The Bodyweb series was started during Lockdown in 2020, they are all drawn during live sittings on Zoom, Skype or FaceTime. Size is mainly A2 (42 x 59.4 cm)
Excerpt from the catalogue to Doch at Mannheimer Kunstverein, May 2021:
“At an exhibition of mine some years ago, a boy of maybe 8 years walked up to me, pointed to the paintings on the walls and asked: “why are they all naked?” I did not have a good answer to hand, but – having clarified my thoughts a little since then -I would say this: I did my first life drawings when I was about 17… a friend of a friend was pregnant and it was suggested that I draw her because she looked so beautiful. As I did, I had a very clear sensation that this was exactly what I was supposed to spend my life doing. I carried on an and began to have the nagging feeling that something was missing… it wasn’t until I almost passed out that I realised that I had forgotten to breathe because I was concentrating so intensely.

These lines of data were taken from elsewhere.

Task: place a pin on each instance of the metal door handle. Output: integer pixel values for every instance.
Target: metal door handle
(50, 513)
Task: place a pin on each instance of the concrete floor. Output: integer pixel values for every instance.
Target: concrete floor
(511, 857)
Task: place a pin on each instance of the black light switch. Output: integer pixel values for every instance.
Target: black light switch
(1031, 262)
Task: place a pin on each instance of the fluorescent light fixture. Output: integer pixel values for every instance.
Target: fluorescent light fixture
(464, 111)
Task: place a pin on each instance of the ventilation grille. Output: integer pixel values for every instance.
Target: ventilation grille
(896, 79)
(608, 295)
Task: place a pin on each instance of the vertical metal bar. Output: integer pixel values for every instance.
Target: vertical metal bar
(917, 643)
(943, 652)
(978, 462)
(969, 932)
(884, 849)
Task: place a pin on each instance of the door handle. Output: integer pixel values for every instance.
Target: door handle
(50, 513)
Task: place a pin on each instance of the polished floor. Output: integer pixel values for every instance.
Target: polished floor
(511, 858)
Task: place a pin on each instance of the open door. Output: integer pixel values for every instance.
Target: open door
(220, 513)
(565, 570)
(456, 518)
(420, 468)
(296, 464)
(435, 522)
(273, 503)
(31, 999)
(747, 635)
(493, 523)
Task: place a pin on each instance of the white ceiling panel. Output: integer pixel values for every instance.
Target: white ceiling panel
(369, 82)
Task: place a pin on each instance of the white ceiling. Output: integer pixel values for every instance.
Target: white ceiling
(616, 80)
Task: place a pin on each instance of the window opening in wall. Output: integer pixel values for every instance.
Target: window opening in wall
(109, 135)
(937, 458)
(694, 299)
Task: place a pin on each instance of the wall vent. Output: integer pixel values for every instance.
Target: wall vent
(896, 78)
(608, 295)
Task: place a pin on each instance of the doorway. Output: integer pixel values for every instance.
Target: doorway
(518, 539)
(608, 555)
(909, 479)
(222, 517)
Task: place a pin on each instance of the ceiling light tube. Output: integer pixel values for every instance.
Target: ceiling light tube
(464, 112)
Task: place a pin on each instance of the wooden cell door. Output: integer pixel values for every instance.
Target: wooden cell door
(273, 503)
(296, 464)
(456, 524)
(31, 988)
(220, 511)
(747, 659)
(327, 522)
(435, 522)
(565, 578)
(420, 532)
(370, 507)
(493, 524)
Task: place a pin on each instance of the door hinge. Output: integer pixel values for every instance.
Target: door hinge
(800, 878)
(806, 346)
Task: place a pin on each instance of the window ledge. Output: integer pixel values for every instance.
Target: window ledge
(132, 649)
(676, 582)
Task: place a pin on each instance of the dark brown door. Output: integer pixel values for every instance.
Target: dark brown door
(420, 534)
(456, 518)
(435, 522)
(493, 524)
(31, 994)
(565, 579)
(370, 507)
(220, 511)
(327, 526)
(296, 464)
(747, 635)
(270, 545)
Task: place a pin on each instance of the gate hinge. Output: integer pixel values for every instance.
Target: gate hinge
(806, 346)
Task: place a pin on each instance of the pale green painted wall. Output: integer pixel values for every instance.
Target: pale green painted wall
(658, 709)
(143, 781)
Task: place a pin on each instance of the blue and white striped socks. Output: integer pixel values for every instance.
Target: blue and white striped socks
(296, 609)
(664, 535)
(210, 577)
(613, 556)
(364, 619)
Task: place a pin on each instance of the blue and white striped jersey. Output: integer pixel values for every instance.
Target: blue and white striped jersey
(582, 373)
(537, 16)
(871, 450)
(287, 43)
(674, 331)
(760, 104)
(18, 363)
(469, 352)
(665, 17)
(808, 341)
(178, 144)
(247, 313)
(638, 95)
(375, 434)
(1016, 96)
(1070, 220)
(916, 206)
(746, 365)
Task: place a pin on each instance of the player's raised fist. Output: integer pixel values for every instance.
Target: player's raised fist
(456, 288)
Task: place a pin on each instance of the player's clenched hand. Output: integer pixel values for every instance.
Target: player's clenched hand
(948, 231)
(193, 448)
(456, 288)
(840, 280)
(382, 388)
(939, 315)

This can still happen to me sometimes. (Both the sense of purpose and the forgetting to breathe while drawing.) When I look at a nude, particularly a good nude painting, it generates a subtle, primordial sense of relaxation in me: the relief of a deep part of me being reminded that under the clothes and schedules and cultural intricacies, we are these beautiful, weird, eating, sleeping, shitting, fucking, fragile animal flesh machines.”